Straight Forward Search Engine Optimization (SEO)

May 2, 2006

I’ve worked on a couple larger projects over the last few years where we needed to improve the ranking in various search engines. Most would agree today that you want to be thinking about Google, Yahoo, and MSN when you are “optimizing.”

The world of SEO is a bit strange to me. It seems that when we all started using the acronym, SEO, that suddenly it became mysterious. Now you needed specialists and, shortly thereafter, a string of self-proclaimed experts emerged.

Sure, the various algorithms are different and different SEO techniques will reap varying results. But the bottom line is that it isn’t all that complex.

Is this too simple?

Use words in your headings and copy that correspond with what your audience is looking for.
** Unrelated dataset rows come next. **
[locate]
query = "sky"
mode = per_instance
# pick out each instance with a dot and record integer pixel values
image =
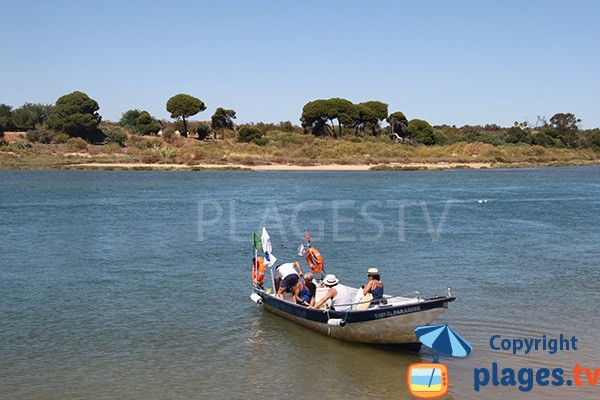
(446, 62)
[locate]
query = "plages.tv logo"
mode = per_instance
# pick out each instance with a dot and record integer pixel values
(430, 380)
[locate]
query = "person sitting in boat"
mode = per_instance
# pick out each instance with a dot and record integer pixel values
(375, 286)
(339, 294)
(305, 292)
(258, 271)
(286, 277)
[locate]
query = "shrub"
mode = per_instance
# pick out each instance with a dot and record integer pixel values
(76, 144)
(203, 130)
(247, 134)
(167, 133)
(40, 135)
(115, 135)
(260, 141)
(60, 138)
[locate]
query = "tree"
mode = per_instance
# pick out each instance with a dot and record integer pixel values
(144, 124)
(223, 119)
(398, 126)
(370, 114)
(184, 106)
(517, 134)
(29, 115)
(317, 113)
(420, 131)
(568, 130)
(6, 122)
(593, 139)
(76, 115)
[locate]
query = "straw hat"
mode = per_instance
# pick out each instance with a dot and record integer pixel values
(330, 280)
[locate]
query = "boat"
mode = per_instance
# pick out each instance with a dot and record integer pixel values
(390, 321)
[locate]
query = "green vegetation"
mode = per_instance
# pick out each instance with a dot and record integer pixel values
(184, 106)
(76, 114)
(333, 131)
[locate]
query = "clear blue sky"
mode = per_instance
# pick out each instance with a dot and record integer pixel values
(448, 62)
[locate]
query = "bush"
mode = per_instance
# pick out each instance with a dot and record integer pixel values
(260, 141)
(40, 135)
(167, 133)
(76, 144)
(115, 135)
(247, 134)
(203, 130)
(61, 137)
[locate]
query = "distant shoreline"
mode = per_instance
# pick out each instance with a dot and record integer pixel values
(285, 167)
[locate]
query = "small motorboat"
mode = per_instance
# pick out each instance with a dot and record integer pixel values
(389, 321)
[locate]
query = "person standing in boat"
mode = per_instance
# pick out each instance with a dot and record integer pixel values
(305, 292)
(375, 286)
(339, 294)
(286, 277)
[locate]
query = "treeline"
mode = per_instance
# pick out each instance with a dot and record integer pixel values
(338, 117)
(75, 116)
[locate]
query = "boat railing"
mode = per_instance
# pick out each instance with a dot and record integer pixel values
(388, 301)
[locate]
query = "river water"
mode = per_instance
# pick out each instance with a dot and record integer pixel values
(136, 284)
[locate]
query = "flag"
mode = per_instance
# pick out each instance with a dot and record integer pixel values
(256, 241)
(267, 248)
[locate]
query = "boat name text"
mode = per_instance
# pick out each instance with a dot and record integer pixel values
(401, 311)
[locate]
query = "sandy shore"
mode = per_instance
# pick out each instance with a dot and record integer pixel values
(285, 167)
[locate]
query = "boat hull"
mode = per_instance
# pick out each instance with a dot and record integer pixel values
(390, 325)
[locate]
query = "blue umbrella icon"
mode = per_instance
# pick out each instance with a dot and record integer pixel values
(444, 340)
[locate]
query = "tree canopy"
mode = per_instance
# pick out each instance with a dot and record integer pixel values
(421, 132)
(184, 106)
(223, 119)
(140, 122)
(317, 113)
(29, 115)
(76, 114)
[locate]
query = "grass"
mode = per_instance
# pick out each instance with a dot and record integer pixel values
(283, 148)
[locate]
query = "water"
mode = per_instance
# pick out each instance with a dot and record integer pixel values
(135, 284)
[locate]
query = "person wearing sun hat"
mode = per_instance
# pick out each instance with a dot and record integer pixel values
(375, 286)
(339, 294)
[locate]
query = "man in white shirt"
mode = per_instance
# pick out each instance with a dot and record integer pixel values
(286, 277)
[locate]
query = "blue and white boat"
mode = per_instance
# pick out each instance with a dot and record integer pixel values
(391, 322)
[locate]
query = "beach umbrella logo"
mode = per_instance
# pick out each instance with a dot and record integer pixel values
(430, 380)
(444, 340)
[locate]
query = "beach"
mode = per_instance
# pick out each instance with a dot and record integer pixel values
(286, 167)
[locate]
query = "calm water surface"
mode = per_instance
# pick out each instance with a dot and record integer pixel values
(121, 284)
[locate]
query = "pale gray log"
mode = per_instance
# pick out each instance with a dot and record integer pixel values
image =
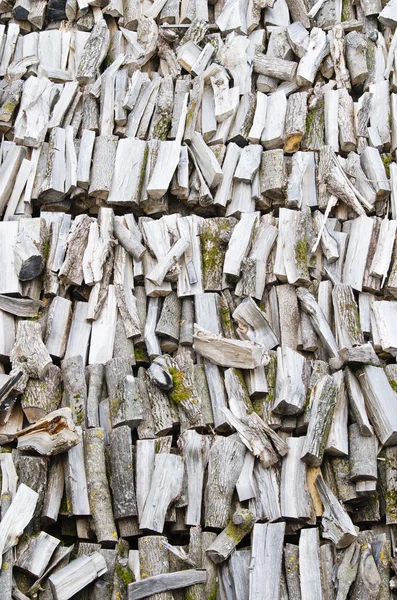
(225, 462)
(336, 523)
(322, 408)
(98, 488)
(296, 502)
(309, 565)
(266, 560)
Ok, maybe a bit too simple?

Sure, you want industry appropriate sites to link to you (that certainly will help your Google rankings) and you’ll want to think carefully about the “anchor text,” or the words you use in a hyperlink, to be sure they use some key words or descriptive words.

But a lot of this may come naturally if you are simply focused on creating clear, concise, and relevant information for your audience.

I enjoyed this article called Will Your Google SEO Help You With Yahoo? by Wayne Hurlbert. It has some more detailed tips that I think cover a lot in a reasonable amount of space.

One thing he points out that might be easier to overlook would be the use of keywords in your page title tags. So, ok, maybe it isn’t all common sense. (But, then again, if you think about it, it really is.)

There’s tons of stuff out there for you to read on this, and a million consultants you can pay, but the basics are really not that mysterious at all.

Am I wrong? I’d love to discuss.



  1. Hey John – I’ve been occasionally glancing at your blog and thought I’d chime in on this one. I fully agree: Make a semanticly correct site first. Almost everything beyond that is a hack of some sort, and the search engines will eventually figure out a way to make the hacks ineffective.

    If a site is full of nested tables and font tags, how will a search engine that scans the source know what the key points (headings) are? If the anchers all contain the text ‘click here’, how will a machine (or a human reader) put that into context?


    Please don’t hold my site to that standard….

  2. I think the rise of the SEM expert was caused by the fact that websites are (or have been) considered a technical service rather than a marketing one. So optimisation is still viewed as a technical thing rather than part of the normal copy process for online writing … arguably it should.

    The second reason seems to be that search engine placement is a priority for business managers but is still widely misunderstood. I went to a talk last night about search with an audience of business directors – the biggest concerns were in site placement etc. So there’s an audience for experts.

    Being semantically correct is very important, but there are a range of additional ‘technical’ techniques that go far beyond this. The main problems for clients is how do they select a real expert.

  3. I would agree that there is still some technical expertise needed – I guess if you consider using “title tags” and “meta tags” properly as a technical task (which, for many, this could be). Also thinking about using tags approrpriately in the page itself, including the use of “alt text” for images and the like. Yes – many of these approaches would be easy to overlook for the general copywriter.

    I’m being stronger in my original post to make a point – but you are right, it’s still a task that takes some degree of expertise. For a good copywriter with some HTML coding background, though, this shouldn’t be a problem to incorporate in their skill set or service offering – especially if they are keeing their “saw sharp.”